今までに、ニパウイルス感染症が流行した例では、マレーシア、シンガポール、バングラデシュ、オーストラリアで報告されておりました。今回の流行地はインドで感染症が広がっています。

ニパウイルス分布

 

2018年5月末時点で、ニュースメディア(スプートク日本)によると14人が感染して死亡しました。
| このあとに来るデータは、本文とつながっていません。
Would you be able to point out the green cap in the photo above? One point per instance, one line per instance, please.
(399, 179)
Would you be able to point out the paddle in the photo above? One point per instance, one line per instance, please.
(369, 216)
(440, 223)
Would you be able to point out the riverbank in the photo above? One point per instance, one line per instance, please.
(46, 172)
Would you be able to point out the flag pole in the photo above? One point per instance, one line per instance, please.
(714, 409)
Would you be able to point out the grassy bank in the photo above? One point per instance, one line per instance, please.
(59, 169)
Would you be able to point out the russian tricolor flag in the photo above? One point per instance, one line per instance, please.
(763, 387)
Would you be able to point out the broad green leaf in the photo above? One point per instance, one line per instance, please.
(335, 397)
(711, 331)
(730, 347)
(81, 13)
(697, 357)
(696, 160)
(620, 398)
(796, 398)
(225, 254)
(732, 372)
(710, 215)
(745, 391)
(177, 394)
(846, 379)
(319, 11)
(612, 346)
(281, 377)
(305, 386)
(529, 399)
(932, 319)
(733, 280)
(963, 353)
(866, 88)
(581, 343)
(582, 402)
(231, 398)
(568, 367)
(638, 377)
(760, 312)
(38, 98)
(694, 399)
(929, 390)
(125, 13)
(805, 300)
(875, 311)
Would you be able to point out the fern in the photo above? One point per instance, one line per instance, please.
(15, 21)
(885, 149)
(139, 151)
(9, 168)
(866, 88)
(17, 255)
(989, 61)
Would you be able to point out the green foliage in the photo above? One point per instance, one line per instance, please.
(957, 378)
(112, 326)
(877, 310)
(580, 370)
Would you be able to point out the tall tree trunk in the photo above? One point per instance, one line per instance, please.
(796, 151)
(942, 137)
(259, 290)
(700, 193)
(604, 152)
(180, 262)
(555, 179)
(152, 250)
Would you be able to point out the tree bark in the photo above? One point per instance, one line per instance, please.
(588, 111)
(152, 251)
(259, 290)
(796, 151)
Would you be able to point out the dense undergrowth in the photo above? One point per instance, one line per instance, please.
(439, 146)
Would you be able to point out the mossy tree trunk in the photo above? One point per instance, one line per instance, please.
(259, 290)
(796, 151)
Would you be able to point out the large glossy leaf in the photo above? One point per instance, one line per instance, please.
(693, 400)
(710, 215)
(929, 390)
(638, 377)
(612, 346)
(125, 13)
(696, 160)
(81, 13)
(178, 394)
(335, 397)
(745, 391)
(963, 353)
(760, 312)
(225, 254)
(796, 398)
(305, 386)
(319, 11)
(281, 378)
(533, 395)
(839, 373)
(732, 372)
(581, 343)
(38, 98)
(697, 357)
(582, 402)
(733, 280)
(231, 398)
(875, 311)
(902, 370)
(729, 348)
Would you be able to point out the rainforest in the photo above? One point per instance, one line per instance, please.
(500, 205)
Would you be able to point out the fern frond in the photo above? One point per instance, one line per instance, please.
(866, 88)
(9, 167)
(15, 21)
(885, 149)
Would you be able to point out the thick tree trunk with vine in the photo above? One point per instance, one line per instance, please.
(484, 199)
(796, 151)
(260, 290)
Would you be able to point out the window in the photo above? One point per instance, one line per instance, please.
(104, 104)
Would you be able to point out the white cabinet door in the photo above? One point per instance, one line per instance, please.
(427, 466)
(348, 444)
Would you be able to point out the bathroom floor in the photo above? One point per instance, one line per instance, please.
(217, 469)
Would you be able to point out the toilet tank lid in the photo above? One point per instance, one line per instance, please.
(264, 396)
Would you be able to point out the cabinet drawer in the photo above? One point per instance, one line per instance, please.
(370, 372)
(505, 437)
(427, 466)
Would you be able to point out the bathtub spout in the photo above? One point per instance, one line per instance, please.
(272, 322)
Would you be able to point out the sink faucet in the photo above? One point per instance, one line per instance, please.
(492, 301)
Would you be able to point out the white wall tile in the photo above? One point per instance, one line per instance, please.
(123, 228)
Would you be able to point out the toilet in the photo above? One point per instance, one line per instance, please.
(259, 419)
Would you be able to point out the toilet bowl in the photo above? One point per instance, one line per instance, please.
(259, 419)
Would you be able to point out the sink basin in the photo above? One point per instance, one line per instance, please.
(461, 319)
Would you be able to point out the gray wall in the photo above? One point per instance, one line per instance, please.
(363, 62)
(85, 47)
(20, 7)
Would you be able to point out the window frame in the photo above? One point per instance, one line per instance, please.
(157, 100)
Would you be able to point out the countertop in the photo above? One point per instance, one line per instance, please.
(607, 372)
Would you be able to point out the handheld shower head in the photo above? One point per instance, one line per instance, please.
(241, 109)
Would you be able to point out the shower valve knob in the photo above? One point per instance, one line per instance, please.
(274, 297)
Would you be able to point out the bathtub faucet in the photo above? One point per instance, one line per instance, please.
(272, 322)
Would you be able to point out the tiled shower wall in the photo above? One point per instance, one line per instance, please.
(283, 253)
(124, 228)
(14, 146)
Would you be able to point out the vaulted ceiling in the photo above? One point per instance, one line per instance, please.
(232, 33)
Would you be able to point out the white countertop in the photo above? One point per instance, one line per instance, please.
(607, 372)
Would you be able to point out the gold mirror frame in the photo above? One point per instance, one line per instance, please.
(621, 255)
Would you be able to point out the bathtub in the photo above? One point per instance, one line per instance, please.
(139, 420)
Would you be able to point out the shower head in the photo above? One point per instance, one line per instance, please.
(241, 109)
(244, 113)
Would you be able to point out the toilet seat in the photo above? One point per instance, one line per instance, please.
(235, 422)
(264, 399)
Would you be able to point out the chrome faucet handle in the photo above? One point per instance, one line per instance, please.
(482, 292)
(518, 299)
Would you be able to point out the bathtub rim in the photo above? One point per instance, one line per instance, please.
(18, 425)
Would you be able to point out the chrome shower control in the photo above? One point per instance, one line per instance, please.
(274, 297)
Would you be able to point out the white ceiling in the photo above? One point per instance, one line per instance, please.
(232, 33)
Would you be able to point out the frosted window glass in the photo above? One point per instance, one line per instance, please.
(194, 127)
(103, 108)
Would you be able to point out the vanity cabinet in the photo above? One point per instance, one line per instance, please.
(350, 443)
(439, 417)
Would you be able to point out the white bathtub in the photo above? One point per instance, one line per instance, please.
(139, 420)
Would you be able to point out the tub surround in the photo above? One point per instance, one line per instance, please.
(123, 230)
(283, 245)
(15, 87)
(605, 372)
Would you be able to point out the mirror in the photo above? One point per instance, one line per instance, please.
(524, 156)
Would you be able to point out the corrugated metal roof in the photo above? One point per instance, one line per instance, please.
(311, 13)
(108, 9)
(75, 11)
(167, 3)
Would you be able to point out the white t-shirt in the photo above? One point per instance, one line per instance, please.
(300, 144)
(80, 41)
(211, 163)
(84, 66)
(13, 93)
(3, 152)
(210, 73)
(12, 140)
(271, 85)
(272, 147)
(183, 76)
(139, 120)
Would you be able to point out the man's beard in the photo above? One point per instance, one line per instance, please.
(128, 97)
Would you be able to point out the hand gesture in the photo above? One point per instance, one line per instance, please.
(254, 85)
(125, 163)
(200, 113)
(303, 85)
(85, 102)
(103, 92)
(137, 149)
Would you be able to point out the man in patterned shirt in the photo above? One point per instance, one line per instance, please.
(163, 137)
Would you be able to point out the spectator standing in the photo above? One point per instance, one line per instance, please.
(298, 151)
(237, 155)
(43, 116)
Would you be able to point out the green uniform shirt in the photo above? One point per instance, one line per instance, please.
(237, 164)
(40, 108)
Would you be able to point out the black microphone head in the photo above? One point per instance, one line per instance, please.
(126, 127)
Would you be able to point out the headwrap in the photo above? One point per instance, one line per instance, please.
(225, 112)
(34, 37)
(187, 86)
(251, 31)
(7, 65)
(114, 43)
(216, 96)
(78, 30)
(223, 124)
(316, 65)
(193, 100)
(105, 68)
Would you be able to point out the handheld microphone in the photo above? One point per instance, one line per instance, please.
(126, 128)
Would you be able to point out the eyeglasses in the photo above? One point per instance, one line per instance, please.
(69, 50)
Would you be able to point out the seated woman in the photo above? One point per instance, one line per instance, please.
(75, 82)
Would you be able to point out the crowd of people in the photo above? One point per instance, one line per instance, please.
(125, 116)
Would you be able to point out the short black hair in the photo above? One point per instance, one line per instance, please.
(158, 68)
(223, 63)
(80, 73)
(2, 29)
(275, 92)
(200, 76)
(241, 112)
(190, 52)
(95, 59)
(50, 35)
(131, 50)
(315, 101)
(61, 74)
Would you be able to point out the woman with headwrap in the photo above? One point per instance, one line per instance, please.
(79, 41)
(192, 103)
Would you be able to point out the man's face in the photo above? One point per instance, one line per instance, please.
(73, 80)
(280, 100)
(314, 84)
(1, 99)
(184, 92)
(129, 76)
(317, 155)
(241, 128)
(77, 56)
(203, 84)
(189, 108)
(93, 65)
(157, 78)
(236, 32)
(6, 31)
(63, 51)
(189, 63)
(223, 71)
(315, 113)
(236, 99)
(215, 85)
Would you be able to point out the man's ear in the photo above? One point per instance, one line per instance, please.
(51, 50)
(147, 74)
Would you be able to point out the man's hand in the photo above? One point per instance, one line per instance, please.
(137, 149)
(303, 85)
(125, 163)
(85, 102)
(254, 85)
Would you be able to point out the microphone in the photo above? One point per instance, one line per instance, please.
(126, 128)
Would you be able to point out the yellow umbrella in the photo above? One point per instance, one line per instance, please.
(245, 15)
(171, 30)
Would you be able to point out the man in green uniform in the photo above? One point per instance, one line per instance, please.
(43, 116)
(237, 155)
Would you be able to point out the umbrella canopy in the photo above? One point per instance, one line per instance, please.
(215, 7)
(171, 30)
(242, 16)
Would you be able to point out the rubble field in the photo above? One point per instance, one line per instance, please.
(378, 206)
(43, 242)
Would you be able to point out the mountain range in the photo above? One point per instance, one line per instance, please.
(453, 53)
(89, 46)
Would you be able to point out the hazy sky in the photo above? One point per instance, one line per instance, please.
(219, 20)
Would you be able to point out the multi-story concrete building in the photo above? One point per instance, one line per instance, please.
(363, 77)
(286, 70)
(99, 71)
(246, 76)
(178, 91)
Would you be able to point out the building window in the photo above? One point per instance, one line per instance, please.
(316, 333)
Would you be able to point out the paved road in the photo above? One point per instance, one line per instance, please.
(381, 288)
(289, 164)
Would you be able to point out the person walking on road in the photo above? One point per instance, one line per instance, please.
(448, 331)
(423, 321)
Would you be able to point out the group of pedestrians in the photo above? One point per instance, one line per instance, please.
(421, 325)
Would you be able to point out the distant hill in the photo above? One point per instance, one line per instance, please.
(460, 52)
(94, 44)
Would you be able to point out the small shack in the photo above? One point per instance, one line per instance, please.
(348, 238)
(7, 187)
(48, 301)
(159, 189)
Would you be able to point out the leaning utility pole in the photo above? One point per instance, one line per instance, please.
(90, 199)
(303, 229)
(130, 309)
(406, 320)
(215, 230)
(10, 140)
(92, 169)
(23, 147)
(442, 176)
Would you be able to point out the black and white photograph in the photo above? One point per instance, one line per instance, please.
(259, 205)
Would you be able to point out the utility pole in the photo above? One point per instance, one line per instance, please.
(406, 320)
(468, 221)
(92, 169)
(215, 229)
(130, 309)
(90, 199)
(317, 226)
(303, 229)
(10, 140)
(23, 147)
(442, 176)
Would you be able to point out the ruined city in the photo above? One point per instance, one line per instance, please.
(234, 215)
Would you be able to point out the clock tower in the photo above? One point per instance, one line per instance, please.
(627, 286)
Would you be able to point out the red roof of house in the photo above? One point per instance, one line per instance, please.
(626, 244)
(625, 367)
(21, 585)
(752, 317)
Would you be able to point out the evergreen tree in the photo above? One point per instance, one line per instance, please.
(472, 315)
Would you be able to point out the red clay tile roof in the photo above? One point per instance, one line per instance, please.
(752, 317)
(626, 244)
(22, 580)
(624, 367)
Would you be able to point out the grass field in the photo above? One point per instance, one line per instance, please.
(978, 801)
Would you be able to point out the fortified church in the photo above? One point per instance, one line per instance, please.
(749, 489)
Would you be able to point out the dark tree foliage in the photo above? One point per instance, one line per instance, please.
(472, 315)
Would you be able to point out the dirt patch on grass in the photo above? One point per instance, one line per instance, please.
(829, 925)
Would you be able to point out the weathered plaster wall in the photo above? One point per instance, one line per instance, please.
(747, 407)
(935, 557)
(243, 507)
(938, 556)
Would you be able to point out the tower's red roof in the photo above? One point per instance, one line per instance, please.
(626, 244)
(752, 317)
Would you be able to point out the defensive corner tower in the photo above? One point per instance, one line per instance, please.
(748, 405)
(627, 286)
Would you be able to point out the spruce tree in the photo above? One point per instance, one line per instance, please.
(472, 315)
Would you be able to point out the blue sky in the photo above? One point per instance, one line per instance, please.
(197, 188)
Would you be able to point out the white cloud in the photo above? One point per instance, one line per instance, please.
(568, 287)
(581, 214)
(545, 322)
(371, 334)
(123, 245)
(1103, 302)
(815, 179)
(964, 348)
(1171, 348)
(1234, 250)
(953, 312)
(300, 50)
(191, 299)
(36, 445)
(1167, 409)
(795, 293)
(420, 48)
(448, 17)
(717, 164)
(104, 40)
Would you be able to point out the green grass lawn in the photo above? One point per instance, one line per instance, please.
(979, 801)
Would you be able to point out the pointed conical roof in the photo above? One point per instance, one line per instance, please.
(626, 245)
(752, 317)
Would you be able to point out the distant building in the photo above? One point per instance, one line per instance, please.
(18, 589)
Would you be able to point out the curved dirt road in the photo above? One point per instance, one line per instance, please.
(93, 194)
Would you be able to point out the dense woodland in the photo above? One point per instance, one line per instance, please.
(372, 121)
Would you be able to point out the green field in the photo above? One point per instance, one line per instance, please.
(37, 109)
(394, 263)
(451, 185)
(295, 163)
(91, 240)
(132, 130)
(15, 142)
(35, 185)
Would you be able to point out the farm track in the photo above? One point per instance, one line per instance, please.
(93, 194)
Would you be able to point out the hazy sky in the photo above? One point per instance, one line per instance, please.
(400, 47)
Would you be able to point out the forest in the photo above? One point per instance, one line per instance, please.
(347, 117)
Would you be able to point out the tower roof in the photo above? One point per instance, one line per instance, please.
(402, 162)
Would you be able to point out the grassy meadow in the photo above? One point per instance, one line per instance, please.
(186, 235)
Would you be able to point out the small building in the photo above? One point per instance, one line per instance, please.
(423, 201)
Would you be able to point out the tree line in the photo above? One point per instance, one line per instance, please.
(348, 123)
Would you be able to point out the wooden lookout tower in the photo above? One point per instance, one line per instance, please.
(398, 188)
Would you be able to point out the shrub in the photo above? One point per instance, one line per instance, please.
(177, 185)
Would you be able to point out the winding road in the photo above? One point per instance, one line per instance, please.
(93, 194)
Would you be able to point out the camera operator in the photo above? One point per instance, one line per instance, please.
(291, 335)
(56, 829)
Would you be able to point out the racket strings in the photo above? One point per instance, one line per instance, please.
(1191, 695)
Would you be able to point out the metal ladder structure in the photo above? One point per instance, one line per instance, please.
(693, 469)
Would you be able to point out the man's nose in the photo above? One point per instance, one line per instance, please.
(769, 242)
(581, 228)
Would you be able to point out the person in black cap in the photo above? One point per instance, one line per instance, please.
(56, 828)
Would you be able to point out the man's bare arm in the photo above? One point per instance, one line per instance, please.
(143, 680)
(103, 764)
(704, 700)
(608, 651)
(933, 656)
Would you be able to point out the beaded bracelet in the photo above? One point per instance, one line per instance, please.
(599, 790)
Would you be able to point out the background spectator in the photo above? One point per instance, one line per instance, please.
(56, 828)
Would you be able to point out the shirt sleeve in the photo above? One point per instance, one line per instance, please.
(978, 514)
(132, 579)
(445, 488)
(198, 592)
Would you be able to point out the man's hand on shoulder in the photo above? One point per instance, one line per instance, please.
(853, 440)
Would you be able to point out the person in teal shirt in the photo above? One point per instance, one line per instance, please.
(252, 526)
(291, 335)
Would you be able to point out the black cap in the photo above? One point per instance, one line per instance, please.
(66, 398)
その中には看病していた看護師も含まれます。WHOによるとパンデミックを起こす可能性のあるウイルスの一つとされています。

 

 

 

ニパウイルス感染症の症状とは?

 

ニパウイルスに感染するとインフルエンザのような症状(急激に現れる発熱、頭痛、めまい、嘔吐など)が初期には現れます。

 

国立感染症研究所所によると94例の確定例についての報告では、患者の 55%に意識障害、脳幹機能不全症状などがみられ、ミオクローヌス、筋緊張低下、高血圧、多呼吸などが現れました。

 

以前の事例では、完全回復者は53%、致死率は32%でしたが、今回のインドでの事例では、致死率は約70%まで高まっています。(母体数がそこまで多くないですが驚異的な致死率です。)

 

 

参考:国立感染症研究所「ニパウイルス感染症とは」

 

ニパウイルスの特徴とは?

 

ニパウイルス(Nipah virus):パラミクソウイルス科 ヘニパウイルス属

 

ニパウイルスは、RNAウイルスでエンベロープという膜に包まれる構造をしており多様なウイルス粒子形態をとります。また、ウイルス粒子表面に15〜18nmの突起を伴う二重構造があります。

 

ニパウイルスは、人獣共通感染症の病原体の一つで、エボラウイルスと同様フルーツコウモリが宿主と言われています。(断定はされていません。)

 

現在、ニパウイルスに有効なワクチンはありません。また、特別な治療薬はなく感染者に対する治療は対症療法にて対処します。

 

感染しないためにはコウモリと豚の接触を避けること、コウモリと人が直接接触を避けることが挙げられます。豚も人と同様に感染する可能性があります。

 

ニパウイルスの感染経路はどこから?

コウモリニパウイルス

養豚の需要が拡大するにつれて、養豚場を確保するためにジャングルなど未開拓な場所を開墾し大規模化の場所が増えました。

 

そのため、野生動物と養豚のブタが接触して、ニパウイルスがブタを介してヒトへ感染したのではないかと推定されています。

 

また、そのコウモリが食べた果実を人が食べることによって感染する可能性も示唆されています。

 

コウモリ(の食べた果実)→ヒト、ヒト→ヒトへの感染の可能性があるため、果物を食べる前にはよく洗い、皮を剥くか加熱すること、病人を看護した後は手洗いと消毒を徹底することなどで対策するように注意喚起されています。

 

以上、ニパウイルスがインドで感染拡大!感染経路とその症状についてご紹介しました。感染が拡大しないように世界で取り組むべき課題ですね。